Ci servono altre colture, che richiedono un uso meno intensivo dell’acqua rispetto a quelle affermatesi di recente come mais e soia. Ci servono altri modelli di produzione e consumo. Ci serve una ridefinizione del concetto di campo coltivato: tutto quello che abbiamo fatto negli ultimi decenni, e cioè monoculture industriali di appena 4-5 specie vegetali – semplificando così pericolosamente la produzione totale globale di calorie edibili – potrebbe già essere un modello obsoleto.

Il futuro richiederà un’immaginazione adattativa ed evolutiva senza precedenti. Non possiamo limitarci alla nostalgia per i campi felici di un buon tempo passato che forse, come tale, non è nemmeno mai esistito. È tempo di sfidare le stesse fondamenta della produzione del cibo come la facciamo da 10.000 anni: dobbiamo per forza dissodare e seminare dei campi, o allevare animali sui pascoli, per produrre cibo?

E se spostassimo l’agricoltura in verticale, usando le stesse tecnologie usate nelle stazioni spaziali orbitanti? E se la spostassimo in città radicalmente reinterpretate e ricostruite per prodursi il cibo da sole? E se producessimo proteine edibili dagli insetti, cosa che oltre due miliardi di esseri umani fanno dalla notte dei tempi? E se ricavassimo cibo direttamente dagli ecosistemi naturali, senza bisogno di arare campi o allevare animali, cosa che un miliardo di esseri umani fa ancora oggi ogni giorno? E se sintetizzassimo in laboratorio le proteine e le calorie che ci servono?

Nel mondo dell’Antropocene, cosa significherà “cibo” e come e dove lo produrremo?

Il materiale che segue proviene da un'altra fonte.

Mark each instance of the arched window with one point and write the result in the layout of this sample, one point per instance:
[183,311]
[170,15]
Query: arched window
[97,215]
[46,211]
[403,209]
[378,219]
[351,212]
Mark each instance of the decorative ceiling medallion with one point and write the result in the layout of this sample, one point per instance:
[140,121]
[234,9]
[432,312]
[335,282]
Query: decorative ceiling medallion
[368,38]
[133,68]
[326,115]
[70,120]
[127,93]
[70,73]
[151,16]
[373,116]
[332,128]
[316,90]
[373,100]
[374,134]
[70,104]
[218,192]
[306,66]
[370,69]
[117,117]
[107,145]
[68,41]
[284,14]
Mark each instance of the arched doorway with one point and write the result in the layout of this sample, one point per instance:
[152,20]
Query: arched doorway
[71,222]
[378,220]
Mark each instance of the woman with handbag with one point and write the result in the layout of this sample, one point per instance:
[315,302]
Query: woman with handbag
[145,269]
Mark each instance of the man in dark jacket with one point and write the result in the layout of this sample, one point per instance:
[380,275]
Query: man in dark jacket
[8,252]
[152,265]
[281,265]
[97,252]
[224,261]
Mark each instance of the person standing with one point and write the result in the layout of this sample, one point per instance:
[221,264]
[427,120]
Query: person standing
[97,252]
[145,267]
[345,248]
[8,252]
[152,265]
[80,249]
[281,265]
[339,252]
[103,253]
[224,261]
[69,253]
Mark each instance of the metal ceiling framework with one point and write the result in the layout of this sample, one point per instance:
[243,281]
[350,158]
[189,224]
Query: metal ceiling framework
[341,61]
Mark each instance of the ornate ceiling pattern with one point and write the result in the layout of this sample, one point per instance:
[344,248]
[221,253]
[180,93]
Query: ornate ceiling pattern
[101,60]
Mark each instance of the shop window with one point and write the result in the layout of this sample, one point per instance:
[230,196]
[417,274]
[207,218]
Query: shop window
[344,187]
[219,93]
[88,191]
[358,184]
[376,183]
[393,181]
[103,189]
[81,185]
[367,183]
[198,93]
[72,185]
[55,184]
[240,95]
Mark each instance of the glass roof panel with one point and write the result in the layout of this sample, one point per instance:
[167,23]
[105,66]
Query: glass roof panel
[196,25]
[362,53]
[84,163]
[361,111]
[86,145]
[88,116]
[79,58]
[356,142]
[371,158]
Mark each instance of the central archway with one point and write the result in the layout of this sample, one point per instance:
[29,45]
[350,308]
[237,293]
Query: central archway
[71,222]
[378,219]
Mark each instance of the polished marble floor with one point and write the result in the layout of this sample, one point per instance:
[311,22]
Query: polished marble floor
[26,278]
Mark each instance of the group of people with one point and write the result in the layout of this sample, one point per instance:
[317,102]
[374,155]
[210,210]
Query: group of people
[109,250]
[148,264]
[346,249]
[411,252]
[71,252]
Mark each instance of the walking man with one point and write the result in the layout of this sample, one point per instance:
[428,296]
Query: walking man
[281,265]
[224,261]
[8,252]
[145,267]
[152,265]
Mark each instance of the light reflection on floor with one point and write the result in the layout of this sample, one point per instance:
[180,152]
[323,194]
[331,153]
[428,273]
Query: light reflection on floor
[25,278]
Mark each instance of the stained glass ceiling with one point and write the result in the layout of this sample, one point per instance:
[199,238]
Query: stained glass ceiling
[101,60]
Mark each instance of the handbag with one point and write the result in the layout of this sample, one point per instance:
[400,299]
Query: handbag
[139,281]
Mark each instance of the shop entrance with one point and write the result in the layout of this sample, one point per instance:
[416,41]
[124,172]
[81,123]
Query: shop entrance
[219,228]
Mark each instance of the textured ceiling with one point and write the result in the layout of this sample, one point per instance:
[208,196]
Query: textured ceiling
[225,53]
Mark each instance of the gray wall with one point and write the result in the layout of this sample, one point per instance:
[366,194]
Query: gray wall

Che significato avranno espressioni come “cibo tradizionale” per i consumatori delle megalopoli dell’Asia del 2100? E se la salvezza del pianeta consistesse nel dare finalmente l’addio al Neolitico e all’agricoltura, la sua ormai datata invenzione? Nel pieno della Grande Collisione, all’incrocio pericoloso del mondo descritto nel Pianeta Mangiato, possiamo in realtà fare ancora qualcosa di straordinario: smettere di guardare indietro verso un passato idealizzato in forme elitarie, e usare l’ingegno umano per adattarci ed evolvere, assieme – non più contro – al nostro Pianeta.